I sadly lost my last girl, George (I was told they were male.. and didn't think to sex them myself, and as they had Rainbow TV character names, I decided it was fine to stick with them!) a couple of weeks ago. I decided for the first time to buy directly from a breeder or an accidental litter (which I found a breeder) as to know that my babies were in good health and already friendly. Over the years I've had some nightmares with pet shop rats, including biters - which luckily after much time and patience, became wonderful pets.

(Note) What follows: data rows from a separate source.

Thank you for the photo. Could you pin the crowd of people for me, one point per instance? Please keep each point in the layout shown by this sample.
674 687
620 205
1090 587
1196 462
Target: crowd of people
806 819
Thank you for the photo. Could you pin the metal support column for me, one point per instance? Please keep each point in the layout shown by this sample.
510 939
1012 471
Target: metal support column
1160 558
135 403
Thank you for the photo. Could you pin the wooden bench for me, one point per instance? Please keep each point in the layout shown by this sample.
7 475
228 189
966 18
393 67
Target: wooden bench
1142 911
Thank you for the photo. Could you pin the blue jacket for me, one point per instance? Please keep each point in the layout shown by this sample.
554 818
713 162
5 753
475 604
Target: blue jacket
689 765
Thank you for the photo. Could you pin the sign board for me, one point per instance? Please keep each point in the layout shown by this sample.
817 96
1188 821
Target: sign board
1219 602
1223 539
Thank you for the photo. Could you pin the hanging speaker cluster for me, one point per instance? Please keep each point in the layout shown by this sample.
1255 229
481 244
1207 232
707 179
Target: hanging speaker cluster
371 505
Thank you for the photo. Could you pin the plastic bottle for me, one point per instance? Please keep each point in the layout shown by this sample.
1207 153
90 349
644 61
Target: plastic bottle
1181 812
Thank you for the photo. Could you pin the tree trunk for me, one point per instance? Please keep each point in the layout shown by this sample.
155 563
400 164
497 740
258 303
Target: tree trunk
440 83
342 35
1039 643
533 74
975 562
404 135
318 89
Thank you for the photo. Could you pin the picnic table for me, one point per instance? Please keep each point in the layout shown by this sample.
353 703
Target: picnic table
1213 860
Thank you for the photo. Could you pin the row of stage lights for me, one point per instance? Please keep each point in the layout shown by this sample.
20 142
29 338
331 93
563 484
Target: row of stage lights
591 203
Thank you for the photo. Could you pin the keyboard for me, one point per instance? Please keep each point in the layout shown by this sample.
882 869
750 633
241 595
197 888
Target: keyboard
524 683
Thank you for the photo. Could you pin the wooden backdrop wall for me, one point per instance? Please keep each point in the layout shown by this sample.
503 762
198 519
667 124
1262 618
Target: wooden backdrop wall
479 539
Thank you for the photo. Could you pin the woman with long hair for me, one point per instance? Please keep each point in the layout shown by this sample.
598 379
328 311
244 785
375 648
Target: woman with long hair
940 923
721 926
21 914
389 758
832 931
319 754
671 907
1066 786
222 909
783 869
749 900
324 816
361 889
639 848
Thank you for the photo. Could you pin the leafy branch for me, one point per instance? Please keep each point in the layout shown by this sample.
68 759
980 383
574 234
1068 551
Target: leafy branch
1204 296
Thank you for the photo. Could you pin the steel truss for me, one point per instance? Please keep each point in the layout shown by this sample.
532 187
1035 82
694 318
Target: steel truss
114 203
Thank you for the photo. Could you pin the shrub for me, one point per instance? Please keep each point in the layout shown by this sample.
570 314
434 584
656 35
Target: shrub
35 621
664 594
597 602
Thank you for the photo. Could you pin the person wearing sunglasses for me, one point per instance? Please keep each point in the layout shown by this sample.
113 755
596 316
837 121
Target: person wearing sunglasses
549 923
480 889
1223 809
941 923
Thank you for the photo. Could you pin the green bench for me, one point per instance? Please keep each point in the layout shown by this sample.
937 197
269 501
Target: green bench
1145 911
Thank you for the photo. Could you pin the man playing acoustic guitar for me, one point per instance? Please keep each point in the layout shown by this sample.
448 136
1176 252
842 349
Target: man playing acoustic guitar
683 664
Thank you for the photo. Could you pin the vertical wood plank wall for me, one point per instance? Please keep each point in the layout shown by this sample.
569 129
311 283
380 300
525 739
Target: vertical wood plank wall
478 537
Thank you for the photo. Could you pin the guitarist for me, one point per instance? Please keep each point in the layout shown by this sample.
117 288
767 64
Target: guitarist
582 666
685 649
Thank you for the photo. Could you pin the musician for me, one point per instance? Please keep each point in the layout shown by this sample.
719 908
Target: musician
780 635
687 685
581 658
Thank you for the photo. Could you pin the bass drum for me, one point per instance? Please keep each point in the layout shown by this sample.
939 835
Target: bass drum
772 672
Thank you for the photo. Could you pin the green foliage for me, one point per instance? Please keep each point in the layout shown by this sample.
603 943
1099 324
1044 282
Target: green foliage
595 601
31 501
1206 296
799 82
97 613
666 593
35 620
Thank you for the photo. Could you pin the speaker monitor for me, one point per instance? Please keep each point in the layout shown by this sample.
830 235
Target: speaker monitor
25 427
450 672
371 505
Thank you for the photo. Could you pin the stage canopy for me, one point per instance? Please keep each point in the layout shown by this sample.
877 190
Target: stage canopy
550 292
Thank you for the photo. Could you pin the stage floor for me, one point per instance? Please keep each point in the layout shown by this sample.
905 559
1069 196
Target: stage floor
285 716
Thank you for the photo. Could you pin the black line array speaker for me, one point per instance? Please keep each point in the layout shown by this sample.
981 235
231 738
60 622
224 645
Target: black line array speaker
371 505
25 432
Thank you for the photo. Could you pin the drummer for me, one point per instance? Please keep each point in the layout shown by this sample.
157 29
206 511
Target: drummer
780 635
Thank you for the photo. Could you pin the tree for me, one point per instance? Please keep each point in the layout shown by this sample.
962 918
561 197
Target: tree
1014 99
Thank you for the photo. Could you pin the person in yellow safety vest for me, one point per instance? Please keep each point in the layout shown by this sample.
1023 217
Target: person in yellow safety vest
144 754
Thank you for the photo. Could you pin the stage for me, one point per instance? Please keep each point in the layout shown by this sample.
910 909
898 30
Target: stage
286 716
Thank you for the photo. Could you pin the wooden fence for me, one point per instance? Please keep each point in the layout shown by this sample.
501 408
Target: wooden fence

So I found these 3 boys. Originally I was only planning to get 2 as there were 4 available. However, the breeder sold one as a singular to be a companion to a loan rat and asked if I fancied a 3rd- which as I'm fairly used to keeping 3 and actually prefer 3 for several reasons, I decided to go for it.









So, this is Goth (obviously the black one), Indie (the top ear looking like he's about to star in an action move lol), and Punk (the dumbo) all happily snuggled up in their tube!

I currently have a Freddy 2 cage which I will be upgrading asap to possibly a Furplast Furet XL- especially as I've seen Daddy.. and was shocked by his size! Also, Goth has *huge* feet.. if feet are an indication in babies he's going to be huge! Any other cage suggestions in a reasonable price range (and I'm based in UK) I will consider 

At least if they get very big I may be able to let them free range in my living room most of the time- currently my rats have always occupied the spare room as it's an easy size to find anyone hiding. But if I manage to get cables hidden, who knows, these guys may have a massive play area!


----------



## binkyhoo (Sep 28, 2008)

They are awesome cute. Good luck with your boys.


----------



## BigBen (Nov 22, 2011)

That photo made me laugh out loud! What cute guys you have! You are very lucky that they are a bit too far away for a proper ratnapping. <evil laugh> ;D


----------



## aanyel (Jan 29, 2012)

Hehe- thanks. They are absolutely adorable! 

Punk is absolutely crazy- while when I'm letting them come out of the cage to explore the other two have a bit of a sniff- he runs around like a lunatic, then gets tired and just snuggles up


----------



## aanyel (Jan 29, 2012)

An update on my boys!

At not even 8 weeks, Goth is already as big as my smallest female from my last mischief (and she wasn't *tiny*) and the other two are not too far behind! They are going to be big ones! No doubt about their age as I have their birth date and when I got them they were about the same size as any other 6 weeker I've had!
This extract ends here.